Running 355B parameters at FP8 precision showed no observable quality degradation. Coherent chain-of-thought reasoning, proper tool calling, and contextually appropriate responses — at half the memory footprint of full precision.
| Metric | Session 2 | Session 3 | Session 4 |
|---|---|---|---|
| Model Scale | 72B Dense | 72B Dense | 355B MoE (FP8) |
| Successful Web Searches | ~0 | 6+ | Working |
| Data Fabrication | Severe | Eliminated | None observed |
| Self-Correction | None | Partial | Active |
| Time to Convergence | Never (13 rounds) | Round 1 | Immediate |
| Functional Deliverables | 1 (basic CRUD) | 4 (API + frontend + calc + research) | In progress (session ended early) |
| Coordination Waste | 58 tool calls (mostly messages) | ~2 msgs/round | 1 call.

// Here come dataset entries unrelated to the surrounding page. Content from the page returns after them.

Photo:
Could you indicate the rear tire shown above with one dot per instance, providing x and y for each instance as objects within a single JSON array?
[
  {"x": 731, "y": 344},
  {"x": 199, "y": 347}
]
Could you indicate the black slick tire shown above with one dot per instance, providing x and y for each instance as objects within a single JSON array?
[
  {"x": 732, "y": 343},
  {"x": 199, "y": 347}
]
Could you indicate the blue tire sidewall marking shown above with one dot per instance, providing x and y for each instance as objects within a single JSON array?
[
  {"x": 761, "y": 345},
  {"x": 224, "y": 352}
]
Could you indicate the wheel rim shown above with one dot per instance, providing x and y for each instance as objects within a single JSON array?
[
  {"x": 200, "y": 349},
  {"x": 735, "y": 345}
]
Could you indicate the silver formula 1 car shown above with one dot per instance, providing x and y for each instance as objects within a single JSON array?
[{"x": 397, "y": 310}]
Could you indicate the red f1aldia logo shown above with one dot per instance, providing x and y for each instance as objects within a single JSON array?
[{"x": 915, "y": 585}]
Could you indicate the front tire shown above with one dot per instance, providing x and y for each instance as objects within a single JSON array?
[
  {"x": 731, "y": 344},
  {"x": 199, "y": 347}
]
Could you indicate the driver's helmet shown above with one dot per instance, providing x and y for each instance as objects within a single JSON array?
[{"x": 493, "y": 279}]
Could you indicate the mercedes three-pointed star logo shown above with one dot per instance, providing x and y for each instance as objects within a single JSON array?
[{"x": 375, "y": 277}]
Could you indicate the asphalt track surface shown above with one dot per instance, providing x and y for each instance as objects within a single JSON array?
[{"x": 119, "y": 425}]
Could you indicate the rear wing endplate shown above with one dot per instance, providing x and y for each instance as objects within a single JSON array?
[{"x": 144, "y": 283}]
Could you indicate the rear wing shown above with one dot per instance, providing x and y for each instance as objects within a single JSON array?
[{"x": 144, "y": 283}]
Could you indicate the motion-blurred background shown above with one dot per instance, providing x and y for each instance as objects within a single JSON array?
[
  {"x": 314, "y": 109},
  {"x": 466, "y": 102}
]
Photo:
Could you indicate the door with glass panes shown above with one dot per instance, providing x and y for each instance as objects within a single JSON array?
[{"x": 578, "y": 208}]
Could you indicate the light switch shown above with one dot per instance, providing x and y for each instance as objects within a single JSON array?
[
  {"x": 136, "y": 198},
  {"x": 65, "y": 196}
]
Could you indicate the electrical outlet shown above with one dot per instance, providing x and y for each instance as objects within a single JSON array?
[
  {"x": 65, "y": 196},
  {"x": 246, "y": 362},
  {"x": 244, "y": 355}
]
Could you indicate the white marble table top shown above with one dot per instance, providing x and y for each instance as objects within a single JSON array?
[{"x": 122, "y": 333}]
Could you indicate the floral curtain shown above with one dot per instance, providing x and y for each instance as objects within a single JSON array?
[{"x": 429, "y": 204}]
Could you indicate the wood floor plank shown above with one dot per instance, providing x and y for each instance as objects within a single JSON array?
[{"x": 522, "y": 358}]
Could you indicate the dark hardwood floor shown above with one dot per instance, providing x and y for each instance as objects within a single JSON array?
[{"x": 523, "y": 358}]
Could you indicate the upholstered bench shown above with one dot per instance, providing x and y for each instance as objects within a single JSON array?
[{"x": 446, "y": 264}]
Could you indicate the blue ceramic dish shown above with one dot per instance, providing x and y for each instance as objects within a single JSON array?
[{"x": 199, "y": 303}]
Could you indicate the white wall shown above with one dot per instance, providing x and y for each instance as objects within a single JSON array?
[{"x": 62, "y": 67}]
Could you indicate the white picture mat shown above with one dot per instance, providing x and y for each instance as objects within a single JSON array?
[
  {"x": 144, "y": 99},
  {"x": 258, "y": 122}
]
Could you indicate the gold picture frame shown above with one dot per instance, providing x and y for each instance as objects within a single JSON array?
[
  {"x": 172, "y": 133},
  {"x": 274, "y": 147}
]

Decision, not management. |
One tool call. Zero planning documents. Immediate build plan.
Self-corrected in real time. In Session 2, this agent would have fabricated benchmark data to fill the page.
Code-first. Test-first. No phantom deliverables.
This study was conducted as independent research. All sessions used open-source, openly-licensed models served via open-source inference infrastructure. Agent prompts, tool implementations, and orchestration code were written from scratch. No proprietary APIs were used for agent inference.
The experiment prioritized ecological validity: agents were given real tools with real side effects (actual web searches, actual file creation, actual code execution) rather than simulated environments. All failures and successes reported are from genuine autonomous runs.